Ok, before some of these comments become "urban legend", lets consider a couple things.
Yes, the wild bees were for all practical sense, wiped out when mites came along. Was every single colony killed....no. But most if not all in some areas died. I participated in several studies looking at ferals, and when you can survey 8 miles stretches, and not have one honey bees found, in areas that once was noted in records as being great swarm tree havens, then you can assume that many colonies have died.
That was twenty years ago. Commonsense dictates that some colonies have been replaced, and continue to be replaced, by beekeepers via swarming. Just as in New York, beekeepers really don't know how many swarms are created and most are not seen. So twenty years later, and by the shear number of beekeepers out there, feral colonies can be found almost everywhere. Here in Pennsylvania, if you drew a 10 mile circle around every known apiary, and accounted for the many more not even registered, you would not have many areas not influenced by managed colonies, or repopulated by them.

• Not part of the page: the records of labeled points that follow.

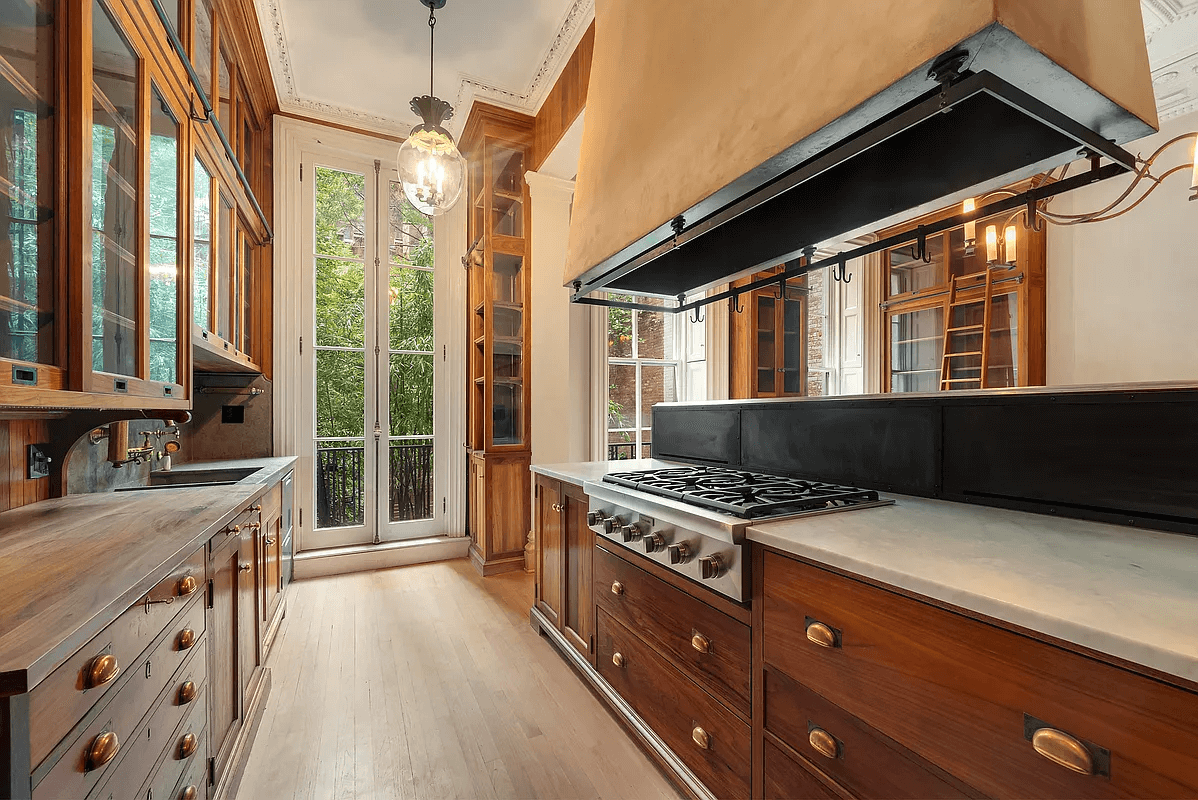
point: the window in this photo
(652, 357)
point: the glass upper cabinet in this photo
(26, 185)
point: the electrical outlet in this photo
(38, 462)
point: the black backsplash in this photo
(1127, 456)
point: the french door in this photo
(369, 357)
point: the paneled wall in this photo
(16, 488)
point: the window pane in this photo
(658, 385)
(163, 242)
(340, 484)
(411, 395)
(411, 309)
(340, 213)
(340, 381)
(410, 486)
(340, 303)
(201, 244)
(114, 201)
(917, 346)
(26, 164)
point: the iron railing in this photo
(340, 484)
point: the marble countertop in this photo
(1120, 591)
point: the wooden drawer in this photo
(677, 709)
(60, 701)
(161, 738)
(864, 762)
(786, 779)
(676, 623)
(967, 695)
(65, 773)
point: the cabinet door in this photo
(549, 549)
(224, 660)
(578, 612)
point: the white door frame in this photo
(298, 143)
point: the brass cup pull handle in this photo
(823, 743)
(102, 750)
(822, 635)
(1062, 749)
(187, 586)
(102, 670)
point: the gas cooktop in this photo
(745, 495)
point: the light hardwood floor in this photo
(428, 682)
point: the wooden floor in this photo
(428, 682)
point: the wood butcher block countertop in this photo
(71, 565)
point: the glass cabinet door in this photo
(26, 182)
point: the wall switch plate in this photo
(38, 462)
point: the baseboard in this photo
(643, 734)
(359, 558)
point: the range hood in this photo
(722, 138)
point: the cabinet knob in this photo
(822, 635)
(1062, 749)
(102, 750)
(823, 743)
(102, 670)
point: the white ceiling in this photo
(361, 61)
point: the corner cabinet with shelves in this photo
(497, 145)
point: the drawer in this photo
(185, 698)
(66, 773)
(859, 758)
(786, 779)
(60, 701)
(677, 710)
(969, 696)
(707, 644)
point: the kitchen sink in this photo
(201, 477)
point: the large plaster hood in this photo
(724, 137)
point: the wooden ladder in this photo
(947, 380)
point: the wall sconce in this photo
(970, 226)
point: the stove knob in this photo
(679, 553)
(711, 567)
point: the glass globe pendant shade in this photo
(431, 169)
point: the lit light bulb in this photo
(970, 228)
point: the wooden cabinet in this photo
(498, 393)
(564, 546)
(987, 710)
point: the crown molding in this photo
(570, 29)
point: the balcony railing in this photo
(340, 484)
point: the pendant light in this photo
(431, 169)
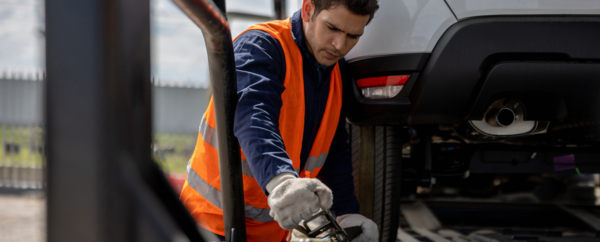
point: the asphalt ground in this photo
(22, 215)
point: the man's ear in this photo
(308, 9)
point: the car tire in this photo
(376, 161)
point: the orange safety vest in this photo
(201, 192)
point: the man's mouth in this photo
(331, 55)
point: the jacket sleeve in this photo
(337, 170)
(337, 173)
(260, 69)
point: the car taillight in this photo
(381, 87)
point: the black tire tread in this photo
(387, 162)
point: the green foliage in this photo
(28, 140)
(173, 151)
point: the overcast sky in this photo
(178, 50)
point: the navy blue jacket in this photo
(260, 66)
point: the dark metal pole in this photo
(217, 35)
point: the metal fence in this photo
(178, 108)
(21, 131)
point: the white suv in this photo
(463, 87)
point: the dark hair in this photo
(358, 7)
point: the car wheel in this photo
(376, 160)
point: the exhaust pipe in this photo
(503, 117)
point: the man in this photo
(295, 153)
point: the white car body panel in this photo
(403, 26)
(474, 8)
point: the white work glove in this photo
(369, 228)
(295, 199)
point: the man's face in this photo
(332, 33)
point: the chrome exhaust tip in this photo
(503, 117)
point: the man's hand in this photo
(295, 199)
(369, 228)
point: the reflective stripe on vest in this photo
(210, 136)
(213, 195)
(201, 193)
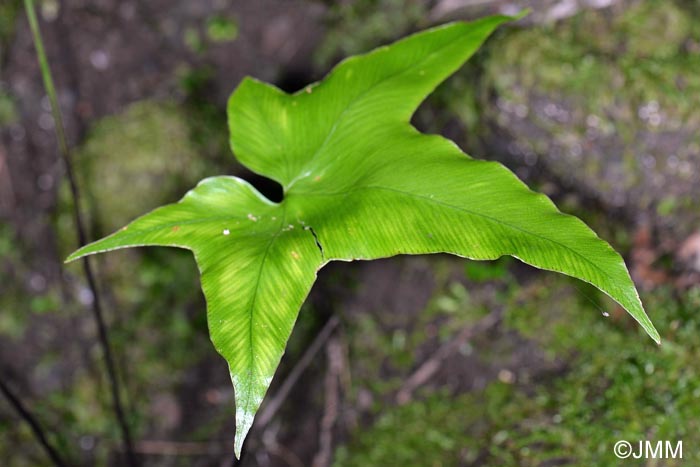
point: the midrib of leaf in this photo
(251, 353)
(351, 105)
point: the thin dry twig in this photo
(65, 152)
(276, 402)
(428, 368)
(37, 430)
(334, 353)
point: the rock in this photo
(135, 161)
(608, 102)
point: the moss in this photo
(614, 384)
(608, 101)
(357, 27)
(136, 161)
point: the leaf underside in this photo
(359, 183)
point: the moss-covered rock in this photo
(609, 101)
(137, 160)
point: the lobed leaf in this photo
(359, 183)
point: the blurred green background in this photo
(594, 102)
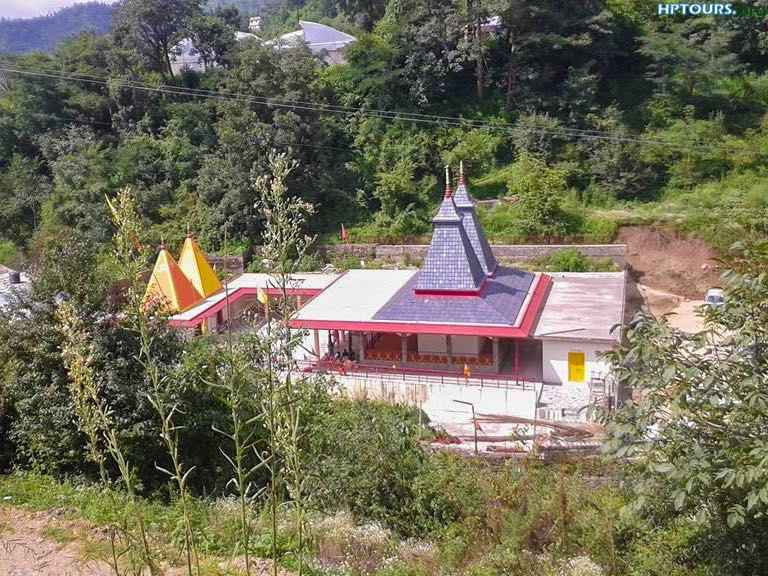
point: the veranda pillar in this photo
(496, 355)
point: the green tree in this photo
(539, 190)
(154, 27)
(688, 57)
(698, 429)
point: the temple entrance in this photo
(513, 359)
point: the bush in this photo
(368, 456)
(571, 260)
(9, 255)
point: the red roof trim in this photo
(535, 305)
(449, 293)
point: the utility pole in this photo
(474, 420)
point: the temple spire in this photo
(451, 266)
(466, 208)
(168, 286)
(194, 263)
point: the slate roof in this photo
(499, 302)
(472, 227)
(451, 264)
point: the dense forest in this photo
(45, 33)
(587, 114)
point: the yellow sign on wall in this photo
(576, 370)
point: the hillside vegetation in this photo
(579, 116)
(45, 33)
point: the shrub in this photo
(9, 255)
(571, 260)
(367, 456)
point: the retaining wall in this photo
(398, 252)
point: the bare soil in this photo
(44, 544)
(665, 260)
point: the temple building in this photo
(461, 316)
(464, 314)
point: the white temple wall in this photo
(465, 345)
(432, 344)
(555, 355)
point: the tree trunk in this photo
(479, 56)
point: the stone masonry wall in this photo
(617, 252)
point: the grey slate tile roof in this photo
(466, 208)
(499, 302)
(451, 263)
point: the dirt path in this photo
(43, 544)
(667, 261)
(683, 312)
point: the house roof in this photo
(309, 284)
(169, 284)
(196, 268)
(499, 303)
(354, 301)
(583, 306)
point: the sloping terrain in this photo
(666, 260)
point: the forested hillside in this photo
(578, 115)
(44, 33)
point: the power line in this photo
(451, 121)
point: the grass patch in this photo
(58, 534)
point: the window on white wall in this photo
(576, 367)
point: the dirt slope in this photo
(668, 261)
(27, 546)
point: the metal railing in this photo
(418, 376)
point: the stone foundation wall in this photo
(398, 253)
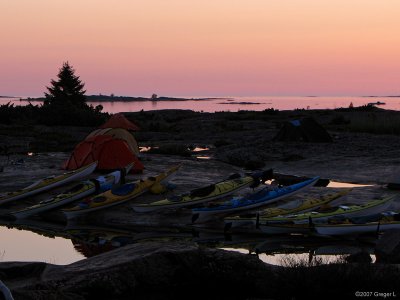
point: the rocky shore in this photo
(230, 142)
(187, 271)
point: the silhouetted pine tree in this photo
(67, 90)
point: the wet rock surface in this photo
(187, 271)
(388, 247)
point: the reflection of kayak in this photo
(83, 189)
(265, 196)
(116, 196)
(348, 228)
(205, 194)
(289, 208)
(48, 183)
(370, 207)
(284, 228)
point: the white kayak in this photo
(81, 190)
(48, 183)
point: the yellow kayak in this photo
(117, 196)
(290, 208)
(48, 183)
(205, 194)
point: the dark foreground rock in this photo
(388, 247)
(187, 271)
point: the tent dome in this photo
(117, 133)
(110, 152)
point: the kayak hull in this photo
(48, 183)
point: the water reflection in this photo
(237, 103)
(63, 244)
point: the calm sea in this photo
(240, 103)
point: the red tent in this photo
(111, 154)
(120, 121)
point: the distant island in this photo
(112, 98)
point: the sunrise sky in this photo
(207, 48)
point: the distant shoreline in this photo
(104, 98)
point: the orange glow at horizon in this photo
(236, 47)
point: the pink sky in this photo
(203, 48)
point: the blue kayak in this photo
(265, 196)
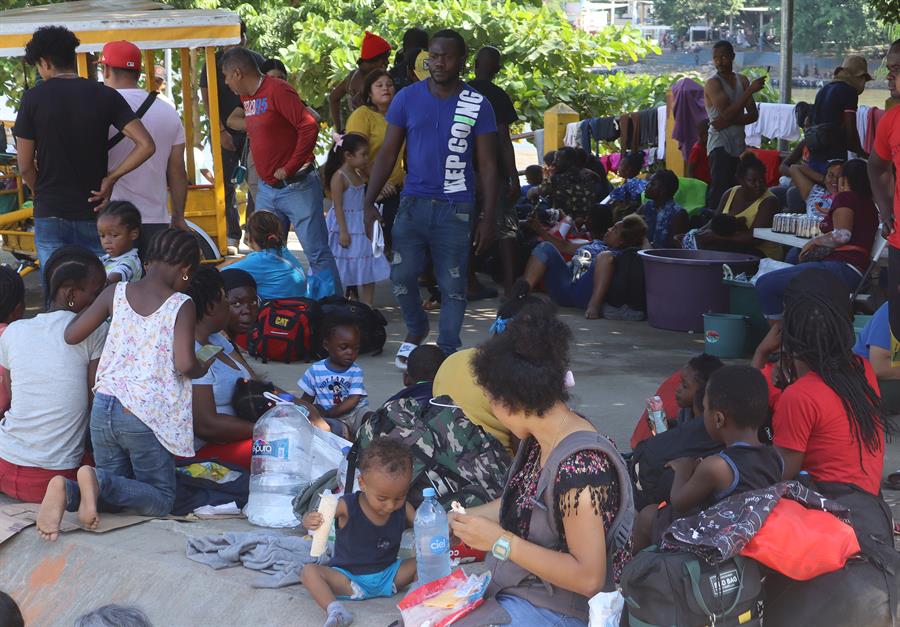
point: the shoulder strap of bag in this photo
(145, 106)
(620, 530)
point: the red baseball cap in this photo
(373, 46)
(121, 54)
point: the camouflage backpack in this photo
(451, 454)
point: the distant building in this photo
(592, 16)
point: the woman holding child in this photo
(49, 382)
(552, 537)
(368, 121)
(747, 206)
(843, 249)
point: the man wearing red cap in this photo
(146, 185)
(282, 134)
(63, 124)
(374, 54)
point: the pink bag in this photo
(427, 603)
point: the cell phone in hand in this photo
(207, 352)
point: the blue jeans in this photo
(770, 287)
(558, 278)
(524, 613)
(301, 205)
(442, 230)
(53, 233)
(134, 471)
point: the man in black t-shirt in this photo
(232, 140)
(836, 104)
(62, 134)
(487, 66)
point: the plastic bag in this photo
(606, 609)
(766, 266)
(444, 600)
(802, 543)
(320, 285)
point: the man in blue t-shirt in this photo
(446, 124)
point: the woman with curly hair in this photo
(557, 535)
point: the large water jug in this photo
(432, 540)
(280, 465)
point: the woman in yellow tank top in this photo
(754, 203)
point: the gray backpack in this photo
(664, 589)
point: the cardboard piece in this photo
(17, 516)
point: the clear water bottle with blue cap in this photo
(432, 532)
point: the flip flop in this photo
(403, 353)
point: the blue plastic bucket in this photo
(725, 335)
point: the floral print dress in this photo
(588, 470)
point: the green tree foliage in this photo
(546, 60)
(836, 25)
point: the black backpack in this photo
(372, 325)
(677, 588)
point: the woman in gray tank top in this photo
(562, 529)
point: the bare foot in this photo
(52, 508)
(90, 491)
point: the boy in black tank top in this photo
(369, 524)
(735, 406)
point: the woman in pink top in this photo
(141, 418)
(12, 304)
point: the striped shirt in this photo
(330, 387)
(127, 265)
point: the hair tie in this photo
(499, 326)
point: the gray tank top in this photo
(731, 138)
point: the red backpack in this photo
(287, 330)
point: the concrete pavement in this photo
(616, 366)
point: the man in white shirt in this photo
(145, 186)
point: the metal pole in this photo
(787, 54)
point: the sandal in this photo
(403, 354)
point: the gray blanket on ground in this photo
(280, 557)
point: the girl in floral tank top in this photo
(141, 416)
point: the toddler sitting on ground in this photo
(335, 384)
(119, 227)
(368, 528)
(735, 406)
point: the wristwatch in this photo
(502, 547)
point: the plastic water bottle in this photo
(277, 472)
(432, 540)
(342, 473)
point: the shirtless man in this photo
(730, 106)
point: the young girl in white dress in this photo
(347, 236)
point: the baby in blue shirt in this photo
(335, 384)
(369, 525)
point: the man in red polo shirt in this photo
(886, 190)
(282, 135)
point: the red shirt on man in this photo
(281, 129)
(887, 146)
(810, 418)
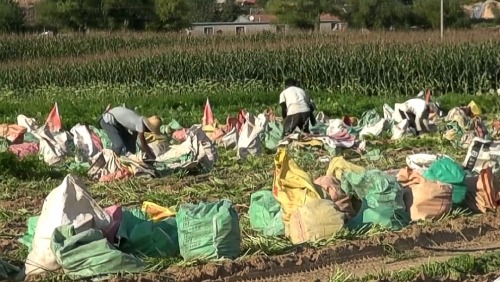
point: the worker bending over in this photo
(124, 126)
(417, 112)
(296, 107)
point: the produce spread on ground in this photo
(227, 199)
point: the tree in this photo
(72, 14)
(173, 14)
(11, 16)
(129, 14)
(202, 10)
(429, 13)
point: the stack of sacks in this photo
(308, 212)
(424, 199)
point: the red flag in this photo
(428, 96)
(54, 121)
(208, 116)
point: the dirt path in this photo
(420, 244)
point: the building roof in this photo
(267, 18)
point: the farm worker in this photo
(123, 126)
(417, 111)
(296, 107)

I've heard for twenty years now many beekeepers finding a black bee, and then claiming they were German black bees, survivors somehow untouched by humans for decades. Yet someone tell me one breeder or beekeeper that has had his bees tested and verified as German black bees.
I've been raising and selling carni lines for years that are all black. So has many others. I should just rename them as German black bees, and charge more, since many think that is what they are. They are not.
As deknow stated, this time of the year, black bees are common at feeding stations. They are old bees, robbers many times that have nothing to lose. They lost their hair fighting at entrances and testing guard bees of other colonies. They are many times "shiny". AMM and other strains are not half black on the tip, and shiny. They are all black.